Summary:

While the controversy over behavioral targeting had been building since last year, Charter Communications’ (NSDQ: CHTR) high-profile trouble…

While the controversy over behavioral targeting had been building since last year, Charter Communications’ (NSDQ: CHTR) high-profile troubles with ad targeter NebuAd in June has chilled similar efforts by other ISP broadband providers to serve ads directly to subscribers through their systems. Complaints by privacy advocates led Charter to abandon the ad targeting test it was running with NebuAd after Congress asked the companies to testify at hearings looking into the tactics associated with behavioral ads.

NebuAds’ rise and fall: USAT takes stock of the troubles NebuAd and other behavioral targeters have run into with the Congressional backlash. It’s tough to assess the state of their businesses precisely, since the NebuAds does not disclose who its clients are. One of the few NebuAd clients it did identify was broadband provider CenturyTel. A rep for the company tells USAT that although it considered its ad targeting testing a success, it canceled any further work with NebuAds’ ad serving system once the Congressional hearings began. Other companies that have recently ended their NebuAd system tests include Bresnan Communications LLC, The Washington Post Co.’s (NYSE: WPO) Cable One Inc., Knology Inc., Embarq Corp. and WideOpenWest.

Scrutiny crosses the Atlantic: Ad targeting’s challenges haven’t ended at the U.S. border. British ad server Phorm began piling up complaints since February, when it said it had struck ad targeting partnerships that gave it access to 70 percent of Britain’s broadband market: BT Group (NYSE: BT) PLC, Virgin Media (NSDQ: VMED) and Carphone Warehouse Group PLC’s TalkTalk. But not anymore. Phorms shares peaked within two weeks of its announcement. Since then, its shares have fallen about 75 percent.

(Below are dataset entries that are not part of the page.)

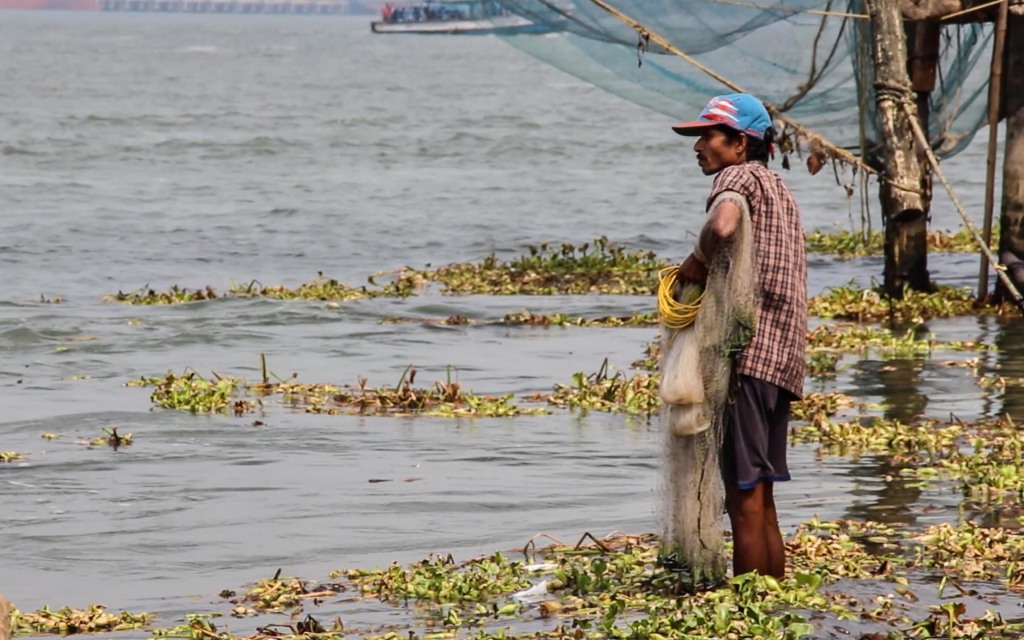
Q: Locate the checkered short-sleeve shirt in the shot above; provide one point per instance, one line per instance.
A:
(777, 350)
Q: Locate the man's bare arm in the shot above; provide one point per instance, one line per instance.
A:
(721, 224)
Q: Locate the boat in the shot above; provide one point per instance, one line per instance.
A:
(478, 17)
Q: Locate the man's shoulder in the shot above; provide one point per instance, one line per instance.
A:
(735, 177)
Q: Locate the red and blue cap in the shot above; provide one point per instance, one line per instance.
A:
(741, 112)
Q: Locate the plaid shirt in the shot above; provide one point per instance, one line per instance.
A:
(777, 351)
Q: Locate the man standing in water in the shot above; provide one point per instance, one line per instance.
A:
(734, 144)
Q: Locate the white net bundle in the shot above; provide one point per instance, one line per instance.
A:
(693, 496)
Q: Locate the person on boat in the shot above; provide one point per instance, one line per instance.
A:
(734, 141)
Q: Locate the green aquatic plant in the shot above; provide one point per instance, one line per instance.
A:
(321, 288)
(856, 303)
(111, 438)
(848, 338)
(525, 317)
(820, 406)
(443, 398)
(600, 266)
(190, 391)
(972, 552)
(846, 245)
(276, 594)
(822, 366)
(561, 320)
(68, 621)
(440, 580)
(175, 295)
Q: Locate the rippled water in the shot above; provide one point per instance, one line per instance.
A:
(162, 150)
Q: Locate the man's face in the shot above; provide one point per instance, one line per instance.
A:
(716, 152)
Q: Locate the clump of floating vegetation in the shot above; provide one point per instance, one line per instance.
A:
(846, 245)
(174, 295)
(626, 587)
(525, 317)
(439, 580)
(604, 391)
(190, 391)
(600, 266)
(69, 621)
(853, 302)
(111, 438)
(445, 398)
(276, 594)
(321, 288)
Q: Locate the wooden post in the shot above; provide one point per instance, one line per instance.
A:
(1012, 217)
(994, 107)
(904, 202)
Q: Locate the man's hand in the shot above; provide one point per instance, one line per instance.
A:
(692, 270)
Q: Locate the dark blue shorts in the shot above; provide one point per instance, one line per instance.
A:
(757, 423)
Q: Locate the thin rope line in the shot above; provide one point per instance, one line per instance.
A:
(949, 16)
(762, 7)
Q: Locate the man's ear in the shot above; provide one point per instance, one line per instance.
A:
(742, 141)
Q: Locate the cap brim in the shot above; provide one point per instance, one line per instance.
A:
(694, 127)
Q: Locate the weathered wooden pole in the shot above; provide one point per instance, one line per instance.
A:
(994, 109)
(5, 608)
(904, 201)
(1012, 217)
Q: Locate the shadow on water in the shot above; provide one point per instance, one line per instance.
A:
(1009, 341)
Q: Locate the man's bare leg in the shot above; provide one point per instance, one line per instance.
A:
(772, 535)
(747, 513)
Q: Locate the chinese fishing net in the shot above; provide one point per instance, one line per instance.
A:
(695, 368)
(811, 58)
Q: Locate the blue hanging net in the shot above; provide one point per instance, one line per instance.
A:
(811, 59)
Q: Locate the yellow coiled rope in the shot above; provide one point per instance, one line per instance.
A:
(675, 314)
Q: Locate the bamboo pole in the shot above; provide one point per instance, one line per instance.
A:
(902, 188)
(1000, 271)
(994, 103)
(1012, 212)
(5, 609)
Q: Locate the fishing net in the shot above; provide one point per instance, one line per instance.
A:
(810, 58)
(693, 496)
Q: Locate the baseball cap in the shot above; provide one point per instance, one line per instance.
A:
(741, 112)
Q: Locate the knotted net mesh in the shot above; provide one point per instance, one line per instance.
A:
(811, 58)
(692, 493)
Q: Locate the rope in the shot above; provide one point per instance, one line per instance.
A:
(647, 35)
(923, 142)
(675, 314)
(949, 16)
(780, 9)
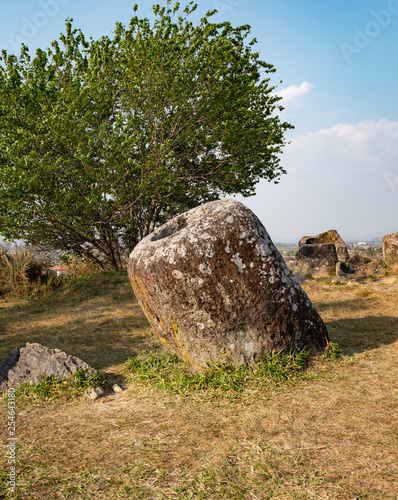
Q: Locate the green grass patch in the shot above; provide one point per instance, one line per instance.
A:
(51, 388)
(167, 371)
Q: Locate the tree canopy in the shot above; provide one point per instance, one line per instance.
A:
(102, 140)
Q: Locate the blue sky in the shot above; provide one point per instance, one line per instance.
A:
(338, 64)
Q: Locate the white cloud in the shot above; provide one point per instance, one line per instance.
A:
(337, 178)
(292, 93)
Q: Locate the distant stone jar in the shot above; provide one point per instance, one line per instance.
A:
(318, 261)
(215, 289)
(390, 249)
(332, 237)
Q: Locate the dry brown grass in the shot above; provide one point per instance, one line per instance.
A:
(330, 436)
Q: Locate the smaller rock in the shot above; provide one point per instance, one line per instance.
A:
(390, 249)
(317, 260)
(32, 362)
(344, 270)
(95, 392)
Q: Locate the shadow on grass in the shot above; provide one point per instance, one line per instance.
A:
(356, 335)
(100, 322)
(356, 304)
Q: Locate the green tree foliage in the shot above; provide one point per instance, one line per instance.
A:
(102, 140)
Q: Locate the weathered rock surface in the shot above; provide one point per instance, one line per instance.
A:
(390, 249)
(31, 363)
(331, 236)
(318, 260)
(215, 288)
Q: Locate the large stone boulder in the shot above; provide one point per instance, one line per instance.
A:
(318, 260)
(31, 363)
(215, 289)
(331, 236)
(390, 249)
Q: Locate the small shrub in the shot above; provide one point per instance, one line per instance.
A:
(332, 351)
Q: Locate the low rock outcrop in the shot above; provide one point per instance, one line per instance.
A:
(390, 249)
(215, 288)
(331, 236)
(31, 363)
(318, 260)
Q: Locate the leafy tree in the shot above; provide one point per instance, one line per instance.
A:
(102, 140)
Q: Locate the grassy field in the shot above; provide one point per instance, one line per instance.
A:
(330, 433)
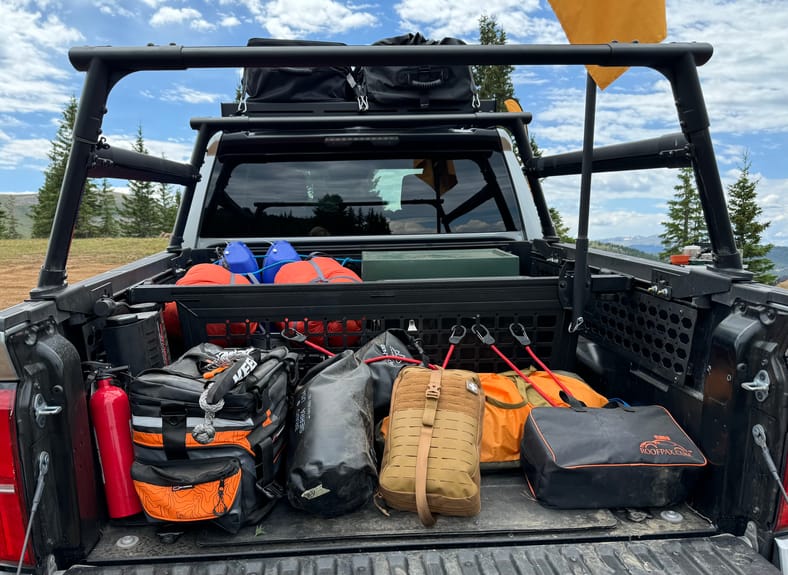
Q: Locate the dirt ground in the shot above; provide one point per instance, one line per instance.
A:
(21, 261)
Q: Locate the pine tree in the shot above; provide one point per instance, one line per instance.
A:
(686, 225)
(107, 211)
(87, 219)
(561, 229)
(747, 230)
(493, 81)
(43, 212)
(138, 216)
(166, 207)
(12, 224)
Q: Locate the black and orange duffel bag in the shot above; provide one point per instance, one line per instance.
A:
(209, 435)
(510, 399)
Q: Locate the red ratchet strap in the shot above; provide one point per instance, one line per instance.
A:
(455, 337)
(291, 334)
(486, 338)
(518, 332)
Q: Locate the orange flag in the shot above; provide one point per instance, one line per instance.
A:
(603, 21)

Efforts stalled, for now: There’s nothing like the words “Congressional investigation” to send businesses in the other direction. The big problem with ad targeting is that, as a Cable One rep tells USAT, there are no “clear rules and boundaries.” At the moment, the best that the ad targeting companies can hope for is that the heat will cool down once the election season is over. When that happens, perhaps Congress and the industry can find some agreement on privacy safeguards and rules on opting-in (or opting-out). In the meantime, the cable companies and telcos that had been banking on taking a portion of the ad revenue heading directly to the networks of affiliated sites working with Google (NSDQ: GOOG), Yahoo (NSDQ: YHOO), Microsoft (NSDQ: MSFT) and AOL’s (NYSE: TWX) Platform-A will just have to wait.